Keywords: Transformer, RNN, Bidirectionality, SSM, Linear Attention, Inference, Training
TL;DR: We propose LION, a framework for extending Linear Transformers to the bidirectional setting by providing three theoretically equivalent representations: full attention, bidirectional RNN, and chunkwise parallel form.
Abstract: Linear Transformers and State Space Models have emerged as efficient alternatives
to softmax Transformers for causal sequence modeling, enabling parallel training
via matrix multiplication and efficient RNN-style inference. However, despite their
success in causal tasks, no unified framework exists for applying Linear Transformers to bidirectional sequence modeling. We introduce LION, the first framework to
systematically extend Linear Transformers to the bidirectional setting. LION generalizes three core representations commonly used in the causal case—full Linear
Attention , bidirectional RNN, and chunkwise parallel form—to the bidirectional
setting. These forms are theoretically equivalent and enable models to exploit the
strengths of each during training and inference.
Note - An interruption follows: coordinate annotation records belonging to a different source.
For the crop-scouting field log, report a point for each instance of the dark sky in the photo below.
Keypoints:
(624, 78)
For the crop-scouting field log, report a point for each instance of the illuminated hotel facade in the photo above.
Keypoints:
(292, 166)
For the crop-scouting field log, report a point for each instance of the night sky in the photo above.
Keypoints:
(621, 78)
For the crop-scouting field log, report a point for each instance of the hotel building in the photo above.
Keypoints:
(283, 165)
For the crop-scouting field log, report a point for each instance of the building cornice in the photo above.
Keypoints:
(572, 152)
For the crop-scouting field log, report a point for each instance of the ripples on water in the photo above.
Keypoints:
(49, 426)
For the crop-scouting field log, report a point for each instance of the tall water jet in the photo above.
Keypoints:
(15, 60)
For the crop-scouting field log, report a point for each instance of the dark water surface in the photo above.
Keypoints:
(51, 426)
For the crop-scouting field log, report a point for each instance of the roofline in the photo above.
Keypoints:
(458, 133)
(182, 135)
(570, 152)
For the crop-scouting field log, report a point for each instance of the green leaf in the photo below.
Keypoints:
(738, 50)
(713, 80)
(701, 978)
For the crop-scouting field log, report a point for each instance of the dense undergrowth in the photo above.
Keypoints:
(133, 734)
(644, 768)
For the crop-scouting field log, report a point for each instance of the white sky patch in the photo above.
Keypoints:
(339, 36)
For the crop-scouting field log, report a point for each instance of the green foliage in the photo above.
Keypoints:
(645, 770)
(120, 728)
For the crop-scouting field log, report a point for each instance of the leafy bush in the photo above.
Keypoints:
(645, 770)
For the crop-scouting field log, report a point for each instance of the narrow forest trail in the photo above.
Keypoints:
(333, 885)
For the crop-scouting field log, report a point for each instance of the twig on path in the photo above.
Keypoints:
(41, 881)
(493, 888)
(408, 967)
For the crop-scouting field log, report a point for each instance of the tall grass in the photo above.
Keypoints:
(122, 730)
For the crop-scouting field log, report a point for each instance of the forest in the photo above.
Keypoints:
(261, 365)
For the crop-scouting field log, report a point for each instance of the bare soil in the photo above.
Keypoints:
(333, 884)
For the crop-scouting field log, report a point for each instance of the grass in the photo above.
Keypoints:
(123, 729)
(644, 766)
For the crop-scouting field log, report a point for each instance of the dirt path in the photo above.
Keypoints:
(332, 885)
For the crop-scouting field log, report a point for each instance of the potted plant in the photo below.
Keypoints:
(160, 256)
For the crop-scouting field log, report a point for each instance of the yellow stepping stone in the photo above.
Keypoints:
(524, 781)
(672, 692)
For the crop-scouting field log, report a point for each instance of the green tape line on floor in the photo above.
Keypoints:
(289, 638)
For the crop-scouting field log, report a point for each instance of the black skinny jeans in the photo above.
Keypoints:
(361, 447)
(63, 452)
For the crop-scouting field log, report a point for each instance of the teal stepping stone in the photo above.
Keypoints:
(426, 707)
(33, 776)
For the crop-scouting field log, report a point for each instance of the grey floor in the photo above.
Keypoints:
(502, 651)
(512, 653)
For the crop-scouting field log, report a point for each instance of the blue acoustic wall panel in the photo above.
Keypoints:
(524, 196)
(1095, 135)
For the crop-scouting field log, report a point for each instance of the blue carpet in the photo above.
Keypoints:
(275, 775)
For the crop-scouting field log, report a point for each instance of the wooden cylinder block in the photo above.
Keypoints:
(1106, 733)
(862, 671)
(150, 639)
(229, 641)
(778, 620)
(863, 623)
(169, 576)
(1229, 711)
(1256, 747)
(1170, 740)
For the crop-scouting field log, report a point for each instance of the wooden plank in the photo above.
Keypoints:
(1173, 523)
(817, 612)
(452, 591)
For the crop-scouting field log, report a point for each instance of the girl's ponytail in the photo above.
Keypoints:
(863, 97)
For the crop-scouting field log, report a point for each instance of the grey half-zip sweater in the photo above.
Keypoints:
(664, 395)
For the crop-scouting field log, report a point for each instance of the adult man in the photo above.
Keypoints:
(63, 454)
We prove that a broad class of
Linear Transformers can be extended using LION and validate our framework via
three core examples based on the choice of decay type: LION-LIT, the bidirectional
extension of [25]; LION-D, based on [44]; and LION-S, a variant using selective
decay [34, 13]. Across standard bidirectional tasks, LION enables models to match
or exceed the performance of softmax Transformers, while offering significantly
faster training and more efficient inference than existing State Space Models.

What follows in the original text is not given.